Jego twórczość bywała trudna w odbiorze, melancholijna, albo też niesłychanie przebojowa. Utwory takie jak legendarny „Conquest od Paradise”, który znalazł się na ścieżce dźwiękowej filmu Ridleya Scotta „1492: Wyprawa do raju”, trudno wyprzeć z pamięci. Podobnie jest z muzyką Vangelisa skomponowaną na potrzeby „Rydwanów ognia” (Chariots Of Fire 1981) w reżyserii Hugh Hudsona.

Vangelis – Chariots Of Fire

Za ścieżkę dźwiękową do filmu opowiadającego o zmaganiach sportowców w walce o olimpijskie złoto Vangelis otrzymał jedynego w swoim dorobku Oscara. Nie czekał jednak niecierpliwie na werdykt Amerykańskiej Akademii Filmowej. O wygranej dowiedział się niedługo po przebudzeniu, galę oscarową przespał i nigdy nie pofatygował się, by odebrać statuetkę. Musiano mu ją dostarczyć.

Sam bagatelizował swoje osiągnięcie, które innego twórcę uczyniłoby jednym z najbardziej rozchwytywanych kompozytorów w Hollywood. Zupełnie, jakby się bał, że sukces to tylko klatka prowadząca do zaszufladkowania. To, co innych w jego zawodzie uskrzydla, u Vangelisa wywoływało sceptycyzm. Otrzymawszy Oscara, przekonywał, że muzyki do „Rydwanów ognia” nie uważa za szczególne osiągnięcie. Przeciwnie – nagrał wiele płyt, z których jest znacznie bardziej dumny.

W twórczości Vangelisa nie brakuje też polskich wątków. W 1983 r. napisał, wraz z Jonem Andersonem, poruszającą kompozycję „Polonaise”, która trafiła na album „Private Collection”. Została zadedykowana narodowi polskiemu przeżywającemu stan wojenny.
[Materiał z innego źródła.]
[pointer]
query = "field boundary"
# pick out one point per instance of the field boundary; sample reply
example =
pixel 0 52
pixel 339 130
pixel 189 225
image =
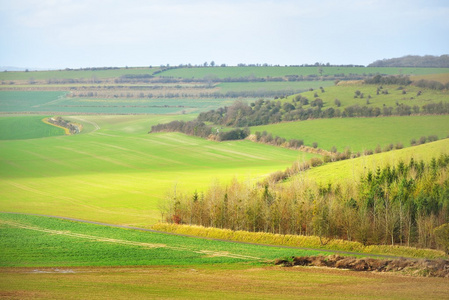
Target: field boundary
pixel 208 238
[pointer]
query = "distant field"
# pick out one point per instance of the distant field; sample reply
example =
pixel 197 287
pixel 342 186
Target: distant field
pixel 74 74
pixel 119 173
pixel 443 78
pixel 351 170
pixel 345 94
pixel 19 101
pixel 26 127
pixel 56 102
pixel 360 133
pixel 220 72
pixel 272 86
pixel 235 72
Jeden z utworów Vangelisa, powstał przy współpracy z Romanem Polańskim recytującym wiersz K.I. Gałczyńskiego pt. „Spotkanie z matką”. Cały utwór został skomponowany jako dodatkowy projekt do filmu Ridleya Scotta pt. „Blade Runner”, lecz nie został w nim wykorzystany. Piętnaście lat temu skomponował trzy utwory do polskiego filmu „Świadectwo”, opowiadającego o Janie Pawle II.

Grecki kompozytor był również malarzem, ale do wystawiania, a tym bardziej sprzedawania swoich prac, odnosił się z niechęcią. Twierdził, że sztuki wizualne są bardziej intymne i znacznie bardziej obnażają twórcę niż kompozycje muzyczne.

Artysta zmarł we wtorek 17 maja 2022 roku w wieku 79 lat.